On Thursday, in an extraordinary moment of television, Channel 13 Haredi affairs analyst Dr. Avishay Ben Haim gave voice to this claim, explaining during a broadcast why he viewed the Netanyahu trial as “my trial.”
Ben Haim wrote his doctorate on Shas spiritual leader Rabbi Ovadia Yosef and has helped coin the term “Second Israel” to describe long-marginalized Mizrahi (or “Eastern”) Jewish communities kept far from the centers of political and economic power by an Ashkenazi elite in the first decades of Israel’s existence. Ben Haim is a fervent supporter of secular, Ashkenazi Netanyahu, describing him as the “elitist champion” that Second Israel has selected to take its fight to the rest of the Ashkenazi elite.
“The Netanyahu trial isn’t actually a legal event,” he explained in the widely seen broadcast, “but a social one. It is a climactic moment in the hegemony’s effort to weaken the political system in order to diminish the right of Israelis who don’t accept its authority and values to participate in democracy.”
Sephardi Chief Rabbi of Jerusalem Rabbi Shlomo Amar, Rabbi Yechiel Abuchatzeira and rabbis from the Or Hashravi Yeshiva in Meron take part in a special prayer to stop the coronavirus pandemic, at the Rashbi gravesite in Meron, northern Israel, March 9, 2020. (David Cohen/Flash90)
“I’ve discussed in the past the process by which Second Israel’s various attempts to participate in the country’s democratic life, from Wadi Salib to the Yemenite children to Shas, were criminalized. All were depicted as a criminal event. But it didn’t end there.

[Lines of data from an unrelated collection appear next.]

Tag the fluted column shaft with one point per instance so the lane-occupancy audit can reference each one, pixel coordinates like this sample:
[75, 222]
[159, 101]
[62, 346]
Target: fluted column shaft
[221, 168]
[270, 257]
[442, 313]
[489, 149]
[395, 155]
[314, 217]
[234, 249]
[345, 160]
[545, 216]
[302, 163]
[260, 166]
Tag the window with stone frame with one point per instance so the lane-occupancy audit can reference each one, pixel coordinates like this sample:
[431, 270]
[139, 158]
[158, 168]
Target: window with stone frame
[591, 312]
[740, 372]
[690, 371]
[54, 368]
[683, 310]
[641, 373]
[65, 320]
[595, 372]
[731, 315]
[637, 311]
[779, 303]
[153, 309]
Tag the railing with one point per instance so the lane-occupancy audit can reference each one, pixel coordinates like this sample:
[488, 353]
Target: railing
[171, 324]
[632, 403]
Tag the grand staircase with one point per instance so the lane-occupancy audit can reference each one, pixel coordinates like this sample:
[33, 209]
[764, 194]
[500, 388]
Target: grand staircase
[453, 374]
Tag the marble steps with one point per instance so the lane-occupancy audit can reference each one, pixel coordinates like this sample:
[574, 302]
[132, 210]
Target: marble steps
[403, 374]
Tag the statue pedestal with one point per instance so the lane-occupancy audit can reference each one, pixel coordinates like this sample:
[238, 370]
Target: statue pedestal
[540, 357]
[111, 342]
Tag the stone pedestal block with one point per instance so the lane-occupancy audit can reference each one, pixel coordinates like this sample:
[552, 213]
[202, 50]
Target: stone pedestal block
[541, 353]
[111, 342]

Hegemonies everywhere fight the forces that threaten their rule, and sometimes respond with instinctive belligerence.
“The Netanyahu trial must be placed, therefore, in a broad historical context, not a legal context but a social one. In this sense, the Netanyahu trial isn’t his private trial, but mine too. So in this sense, and only in this sense, on Sunday it isn’t Netanyahu who goes on trial, but me. On Sunday my trial begins. A trial begins against me and against many, many who understand and feel that this isn’t a legal struggle whose goal is justice, but a hegemonic struggle whose goal is injustice.”